Bernd Posselt saß 20 Jahre lang im EU-Parlament. Vor fünf Jahren flog er raus, machte aber weiter seine Arbeit in Straßburg, als wäre nichts geschehen. Jetzt bewirbt sich der 62-jährige CSU-Politiker bei der Europawahl 2019 wieder um ein Mandat.

Herr Posselt, Sie sitzen seit 2014 nicht mehr im Europaparlament, waren aber seither als Gast bei jeder Sitzung. 
Nicht als Gast, sondern als ehemaliger Abgeordneter. Das ist ein spezieller Status. Ich habe einen Hausausweis und teile mir mit anderen Ex-Abgeordneten ein Büro. Stimmrecht habe ich allerdings nicht.

Aber Sie verpassen keine Sitzung im Parlament? 
Ich war seit 1979 bei jeder Straßburger Plenarwoche des Europaparlaments dabei – zuerst als Assistent des großen Europäers Otto von Habsburg, dann als Journalist, dann 20 Jahre als Abgeordneter und schließlich fünf Jahre lang als Ex-Abgeordneter.

Warum machen Sie das? Was fasziniert Sie so sehr an Europa?  
Das hängt mit meiner Herkunft zusammen. Meine Mutter stammt aus der Steiermark und hat Wurzeln in Slowenien. Mein Vater stammte aus Böhmen, er war Sudetendeutscher. Meine Eltern haben mich antinationalistisch erzogen. Obwohl unsere Familie vertrieben wurde, habe ich niemals auch nur ein einziges böses Wort gegen die Tschechen oder die Jugoslawen, wie es damals noch hieß, gehört. Ich habe aber viele scharfe Worte gegen den Nationalismus, auch den deutschen, gehört. Meine Eltern haben gesagt: Der Nationalismus hat unsere Familien entwurzelt. Ihr Kinder habt die Aufgabe, gegen den Nationalismus zu kämpfen und für die europäische Einigung einzutreten. Damals habe ich Feuer gefangen. Und seither reise ich durch Europa und versuche, zur Völkerverständigung beizutragen.

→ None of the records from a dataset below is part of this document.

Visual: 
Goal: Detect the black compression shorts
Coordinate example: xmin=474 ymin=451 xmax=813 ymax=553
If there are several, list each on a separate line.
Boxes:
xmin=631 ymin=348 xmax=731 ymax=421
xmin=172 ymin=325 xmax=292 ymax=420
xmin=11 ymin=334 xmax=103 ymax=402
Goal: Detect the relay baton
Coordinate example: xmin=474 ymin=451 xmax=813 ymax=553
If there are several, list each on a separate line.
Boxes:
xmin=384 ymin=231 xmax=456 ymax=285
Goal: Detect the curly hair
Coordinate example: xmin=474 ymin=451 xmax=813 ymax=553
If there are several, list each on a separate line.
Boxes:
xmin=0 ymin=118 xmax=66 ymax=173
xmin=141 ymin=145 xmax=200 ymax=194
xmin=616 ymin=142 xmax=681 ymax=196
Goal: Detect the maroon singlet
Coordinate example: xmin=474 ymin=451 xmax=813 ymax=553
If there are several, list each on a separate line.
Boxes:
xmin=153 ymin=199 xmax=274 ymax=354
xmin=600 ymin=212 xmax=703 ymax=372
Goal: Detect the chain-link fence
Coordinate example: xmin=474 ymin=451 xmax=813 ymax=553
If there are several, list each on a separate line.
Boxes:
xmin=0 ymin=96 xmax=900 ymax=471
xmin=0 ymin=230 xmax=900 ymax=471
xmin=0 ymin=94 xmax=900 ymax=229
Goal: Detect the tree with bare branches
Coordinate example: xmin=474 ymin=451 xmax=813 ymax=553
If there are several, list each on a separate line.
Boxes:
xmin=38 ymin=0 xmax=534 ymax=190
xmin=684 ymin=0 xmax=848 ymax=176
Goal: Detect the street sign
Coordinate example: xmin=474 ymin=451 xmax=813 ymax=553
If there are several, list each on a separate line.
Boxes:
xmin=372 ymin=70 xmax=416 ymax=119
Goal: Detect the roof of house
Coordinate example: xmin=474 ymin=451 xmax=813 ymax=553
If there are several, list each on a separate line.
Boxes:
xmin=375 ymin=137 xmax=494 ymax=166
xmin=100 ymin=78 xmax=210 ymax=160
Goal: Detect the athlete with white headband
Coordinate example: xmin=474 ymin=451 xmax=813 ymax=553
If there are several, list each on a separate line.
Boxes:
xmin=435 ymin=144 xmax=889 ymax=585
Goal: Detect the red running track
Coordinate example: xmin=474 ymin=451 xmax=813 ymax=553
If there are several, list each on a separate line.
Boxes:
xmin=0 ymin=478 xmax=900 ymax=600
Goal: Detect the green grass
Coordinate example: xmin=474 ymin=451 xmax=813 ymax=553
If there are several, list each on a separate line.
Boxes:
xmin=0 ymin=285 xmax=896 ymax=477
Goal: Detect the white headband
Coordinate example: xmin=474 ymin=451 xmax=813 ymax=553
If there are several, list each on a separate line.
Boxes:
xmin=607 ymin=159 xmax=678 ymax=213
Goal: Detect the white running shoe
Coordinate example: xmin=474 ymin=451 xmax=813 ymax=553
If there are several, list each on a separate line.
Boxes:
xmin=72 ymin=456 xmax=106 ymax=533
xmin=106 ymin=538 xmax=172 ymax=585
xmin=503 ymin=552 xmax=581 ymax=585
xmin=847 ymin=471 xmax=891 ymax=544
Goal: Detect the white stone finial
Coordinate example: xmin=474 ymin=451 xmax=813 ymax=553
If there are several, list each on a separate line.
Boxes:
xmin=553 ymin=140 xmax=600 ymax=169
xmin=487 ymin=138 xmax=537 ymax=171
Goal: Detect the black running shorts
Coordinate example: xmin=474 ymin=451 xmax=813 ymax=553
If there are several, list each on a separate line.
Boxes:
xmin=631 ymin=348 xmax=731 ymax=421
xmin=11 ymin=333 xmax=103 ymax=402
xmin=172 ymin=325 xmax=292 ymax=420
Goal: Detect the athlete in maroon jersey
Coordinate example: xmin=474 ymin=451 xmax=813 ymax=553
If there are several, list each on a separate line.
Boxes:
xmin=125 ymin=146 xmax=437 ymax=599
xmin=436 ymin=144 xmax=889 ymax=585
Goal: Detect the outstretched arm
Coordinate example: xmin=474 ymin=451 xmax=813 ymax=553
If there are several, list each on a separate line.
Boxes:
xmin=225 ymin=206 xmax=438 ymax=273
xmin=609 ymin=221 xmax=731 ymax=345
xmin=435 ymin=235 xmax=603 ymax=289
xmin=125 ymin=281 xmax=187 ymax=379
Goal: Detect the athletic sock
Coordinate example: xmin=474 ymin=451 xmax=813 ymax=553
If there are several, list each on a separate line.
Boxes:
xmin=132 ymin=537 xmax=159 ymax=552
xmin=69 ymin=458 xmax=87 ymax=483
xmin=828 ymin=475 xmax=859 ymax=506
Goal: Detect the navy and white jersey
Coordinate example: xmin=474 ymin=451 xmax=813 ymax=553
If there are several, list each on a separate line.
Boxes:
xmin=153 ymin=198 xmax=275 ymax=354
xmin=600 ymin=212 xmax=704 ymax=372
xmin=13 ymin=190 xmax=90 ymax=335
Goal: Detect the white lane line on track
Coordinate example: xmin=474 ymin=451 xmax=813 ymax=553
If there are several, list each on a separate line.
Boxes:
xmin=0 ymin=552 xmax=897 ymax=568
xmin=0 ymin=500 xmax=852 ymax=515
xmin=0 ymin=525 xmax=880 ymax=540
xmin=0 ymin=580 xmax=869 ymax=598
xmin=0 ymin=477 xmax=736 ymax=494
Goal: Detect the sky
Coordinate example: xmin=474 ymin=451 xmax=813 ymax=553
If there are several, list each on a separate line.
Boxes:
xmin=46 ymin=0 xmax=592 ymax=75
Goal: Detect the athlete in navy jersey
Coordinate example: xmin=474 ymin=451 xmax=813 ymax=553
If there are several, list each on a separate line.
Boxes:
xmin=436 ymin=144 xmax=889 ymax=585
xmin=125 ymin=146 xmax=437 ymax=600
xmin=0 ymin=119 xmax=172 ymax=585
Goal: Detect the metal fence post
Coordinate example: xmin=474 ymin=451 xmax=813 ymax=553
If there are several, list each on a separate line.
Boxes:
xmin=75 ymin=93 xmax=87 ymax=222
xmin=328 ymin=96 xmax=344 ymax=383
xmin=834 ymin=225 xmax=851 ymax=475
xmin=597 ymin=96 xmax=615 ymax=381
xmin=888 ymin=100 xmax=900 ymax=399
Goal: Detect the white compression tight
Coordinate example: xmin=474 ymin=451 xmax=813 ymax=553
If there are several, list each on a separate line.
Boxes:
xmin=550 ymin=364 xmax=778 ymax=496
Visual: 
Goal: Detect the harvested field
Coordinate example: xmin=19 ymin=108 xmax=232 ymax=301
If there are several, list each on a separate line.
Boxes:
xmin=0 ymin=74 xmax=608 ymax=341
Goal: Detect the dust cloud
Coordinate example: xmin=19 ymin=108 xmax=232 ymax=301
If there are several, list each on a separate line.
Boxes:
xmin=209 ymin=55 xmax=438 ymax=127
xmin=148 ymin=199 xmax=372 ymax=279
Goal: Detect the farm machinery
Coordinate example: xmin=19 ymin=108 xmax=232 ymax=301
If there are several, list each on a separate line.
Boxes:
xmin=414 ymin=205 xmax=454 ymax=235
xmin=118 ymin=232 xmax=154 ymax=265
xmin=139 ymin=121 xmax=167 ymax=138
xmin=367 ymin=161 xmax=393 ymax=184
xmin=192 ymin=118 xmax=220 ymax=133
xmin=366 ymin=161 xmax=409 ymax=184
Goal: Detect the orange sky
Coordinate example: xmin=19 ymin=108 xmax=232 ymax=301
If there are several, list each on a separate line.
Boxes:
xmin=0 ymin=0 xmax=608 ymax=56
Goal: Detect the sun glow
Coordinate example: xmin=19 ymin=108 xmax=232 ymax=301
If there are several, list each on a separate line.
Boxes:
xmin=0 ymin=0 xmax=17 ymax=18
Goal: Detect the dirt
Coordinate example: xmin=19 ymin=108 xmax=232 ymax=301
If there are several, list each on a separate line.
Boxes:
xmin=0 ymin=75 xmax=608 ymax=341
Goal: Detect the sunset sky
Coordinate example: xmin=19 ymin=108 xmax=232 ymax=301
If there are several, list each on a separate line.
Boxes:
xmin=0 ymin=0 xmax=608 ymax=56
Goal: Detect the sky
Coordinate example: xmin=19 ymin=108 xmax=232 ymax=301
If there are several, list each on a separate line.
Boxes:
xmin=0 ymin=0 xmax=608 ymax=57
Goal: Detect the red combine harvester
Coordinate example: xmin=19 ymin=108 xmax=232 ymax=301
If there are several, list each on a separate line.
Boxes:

Sind Sie zufrieden mit der Entwicklung Europas in den vergangenen fünf Jahren? 
Die EU ist in ihrem Inneren bedroht von Kräften, die verharmlosend Populisten genannt werden. Populisten sind Leute, die dumm daherschwätzen, aber nichts leisten. Ich nenne diese Leute lieber Extremisten, die nicht über den nationalen Tellerrand hinausblicken können. Und auch von außen ist die EU bedroht: durch die America-First-Politik des Herrn Trump, durch Putin, der im 21. Jahrhundert europäische Länder überfällt, durch China, das mit seinem Seidenstraßenprojekt nach Dominanz strebt. Ich finde, dass es die Pflicht eines jeden Europäers ist, sich für die europäische Einigung zu engagieren.

Was machen Sie, wenn Sie nicht gewählt werden? 
Ich werde weiterhin für Europa arbeiten. Ich will die Demokratisierung Europas durch ein starkes Parlament vorantreiben. Ich will, dass dieses Parlament eines Tages eine richtige europäische Regierung wählt.